Zur vorläufigen Insolvenzverwalterin wurde Rechtsanwältin Ulrike Hoge-Peters aus Rostock bestellt. Das Gericht ordnete gleichzeitig einen Zustimmungsvorbehalt an. Verfügungen der Gesellschaft über Vermögensgegenstände sind damit nur noch mit Zustimmung der vorläufigen Insolvenzverwalterin wirksam. Hinsichtlich der Bankkonten und Außenstände der Schuldnerin ging die Verwaltungs- und Verfügungsbefugnis auf die vorläufige Insolvenzverwalterin über.
Darüber hinaus wurden Maßnahmen der Zwangsvollstreckung gegen die Gesellschaft untersagt, soweit keine unbeweglichen Gegenstände betroffen sind. Bereits eingeleitete Vollstreckungsmaßnahmen wurden vorläufig eingestellt. Die vorläufige Insolvenzverwalterin wurde ermächtigt, Bankguthaben und sonstige Forderungen einzuziehen, Sonderkonten einzurichten und eingehende Gelder entgegenzunehmen. Kreditinstitute sind verpflichtet, ihr umfassend Auskunft über die wirtschaftlichen Verhältnisse des Unternehmens zu erteilen.

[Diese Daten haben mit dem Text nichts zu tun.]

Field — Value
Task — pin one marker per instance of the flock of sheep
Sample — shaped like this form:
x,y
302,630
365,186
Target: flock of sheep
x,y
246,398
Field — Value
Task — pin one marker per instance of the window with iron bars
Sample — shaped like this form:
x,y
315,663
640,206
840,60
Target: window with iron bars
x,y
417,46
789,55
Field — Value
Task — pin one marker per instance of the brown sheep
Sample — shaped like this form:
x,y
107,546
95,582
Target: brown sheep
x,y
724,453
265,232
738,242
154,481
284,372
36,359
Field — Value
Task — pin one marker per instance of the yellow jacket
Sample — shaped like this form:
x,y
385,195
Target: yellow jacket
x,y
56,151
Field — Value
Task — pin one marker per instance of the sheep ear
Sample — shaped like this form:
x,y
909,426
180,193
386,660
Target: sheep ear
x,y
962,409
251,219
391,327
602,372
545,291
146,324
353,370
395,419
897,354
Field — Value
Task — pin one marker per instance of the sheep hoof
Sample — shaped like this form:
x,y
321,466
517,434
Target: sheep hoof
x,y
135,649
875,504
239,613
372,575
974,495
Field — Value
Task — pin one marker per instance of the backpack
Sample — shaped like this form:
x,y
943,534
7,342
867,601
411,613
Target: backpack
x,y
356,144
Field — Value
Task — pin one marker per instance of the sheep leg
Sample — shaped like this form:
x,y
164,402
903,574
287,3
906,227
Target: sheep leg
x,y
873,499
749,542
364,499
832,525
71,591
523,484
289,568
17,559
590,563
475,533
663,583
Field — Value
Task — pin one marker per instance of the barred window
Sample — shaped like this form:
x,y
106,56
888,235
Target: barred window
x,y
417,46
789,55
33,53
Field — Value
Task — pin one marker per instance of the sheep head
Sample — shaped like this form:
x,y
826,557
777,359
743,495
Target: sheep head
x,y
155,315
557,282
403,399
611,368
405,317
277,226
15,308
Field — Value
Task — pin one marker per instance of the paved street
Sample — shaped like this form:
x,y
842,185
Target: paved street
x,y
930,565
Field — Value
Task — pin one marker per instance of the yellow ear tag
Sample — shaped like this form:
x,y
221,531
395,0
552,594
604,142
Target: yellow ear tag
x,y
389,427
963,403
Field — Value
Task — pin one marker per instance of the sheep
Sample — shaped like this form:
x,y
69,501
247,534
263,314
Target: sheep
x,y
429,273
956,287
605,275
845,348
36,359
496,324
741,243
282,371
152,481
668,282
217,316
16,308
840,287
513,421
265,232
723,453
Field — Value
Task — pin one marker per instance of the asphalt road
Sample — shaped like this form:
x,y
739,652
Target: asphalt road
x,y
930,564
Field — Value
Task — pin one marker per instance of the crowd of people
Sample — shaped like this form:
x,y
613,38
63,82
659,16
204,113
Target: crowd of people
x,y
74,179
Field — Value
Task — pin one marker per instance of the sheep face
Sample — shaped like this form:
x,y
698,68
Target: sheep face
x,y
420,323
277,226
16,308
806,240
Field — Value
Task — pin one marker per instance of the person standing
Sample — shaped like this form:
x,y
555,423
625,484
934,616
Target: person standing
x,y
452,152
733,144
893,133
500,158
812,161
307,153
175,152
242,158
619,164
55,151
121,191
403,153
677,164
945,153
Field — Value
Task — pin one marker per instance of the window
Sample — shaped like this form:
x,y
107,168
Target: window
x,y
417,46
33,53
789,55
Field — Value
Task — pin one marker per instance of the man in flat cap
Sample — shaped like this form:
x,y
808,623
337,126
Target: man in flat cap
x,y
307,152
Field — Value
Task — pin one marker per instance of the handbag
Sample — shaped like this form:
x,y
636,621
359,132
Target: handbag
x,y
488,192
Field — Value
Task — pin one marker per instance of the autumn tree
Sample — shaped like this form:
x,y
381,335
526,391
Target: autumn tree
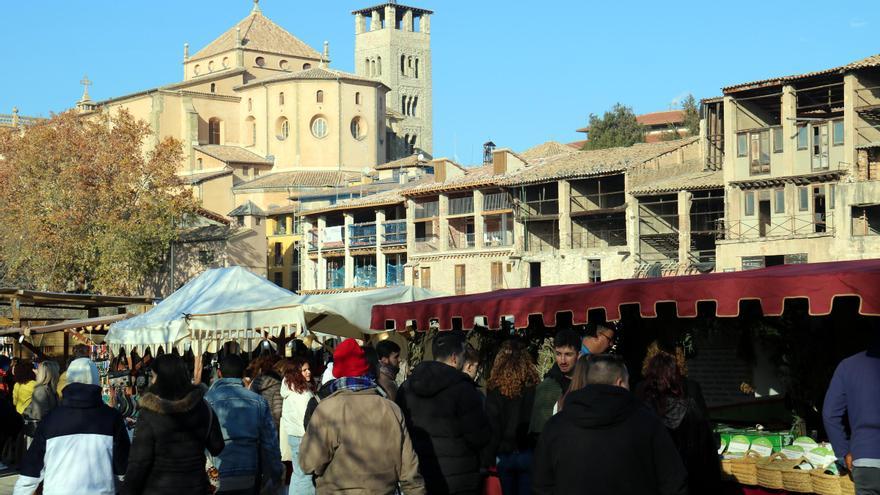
x,y
617,127
87,204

Die PHT Pflege Hilfe und Therapie GmbH war im Bereich der ambulanten Pflege sowie therapeutischen Versorgung tätig. Nach öffentlich zugänglichen Unternehmensinformationen konzentrierte sich die Gesellschaft auf die Unterstützung pflegebedürftiger Menschen im häuslichen Umfeld, die Erbringung pflegerischer Leistungen, die Organisation von Hilfsangeboten im Alltag sowie die Zusammenarbeit mit therapeutischen Einrichtungen und Fachkräften. Ziel solcher Unternehmen ist es, Menschen trotz gesundheitlicher Einschränkungen ein möglichst selbstbestimmtes Leben in ihrer vertrauten Umgebung zu ermöglichen.
Die Anordnung der vorläufigen Insolvenzverwaltung bedeutet nicht automatisch das Ende des Geschäftsbetriebs. Vielmehr dient sie dazu, die wirtschaftliche Situation der Gesellschaft zu prüfen und die vorhandenen Vermögenswerte zu sichern. Gleichzeitig wird untersucht, ob die Voraussetzungen für die Eröffnung eines Insolvenzverfahrens vorliegen und ob eine Fortführung des Unternehmens möglich erscheint.
Für die betreuten Patienten, deren Angehörige sowie die Beschäftigten ist die weitere Entwicklung von erheblicher Bedeutung. In der Praxis wird in vergleichbaren Fällen häufig versucht, die Versorgung der Pflegebedürftigen während des laufenden Verfahrens aufrechtzuerhalten. Ob die PHT Pflege Hilfe und Therapie GmbH saniert werden kann oder eine andere Lösung gefunden werden muss, wird sich im weiteren Verlauf des Insolvenzverfahrens zeigen.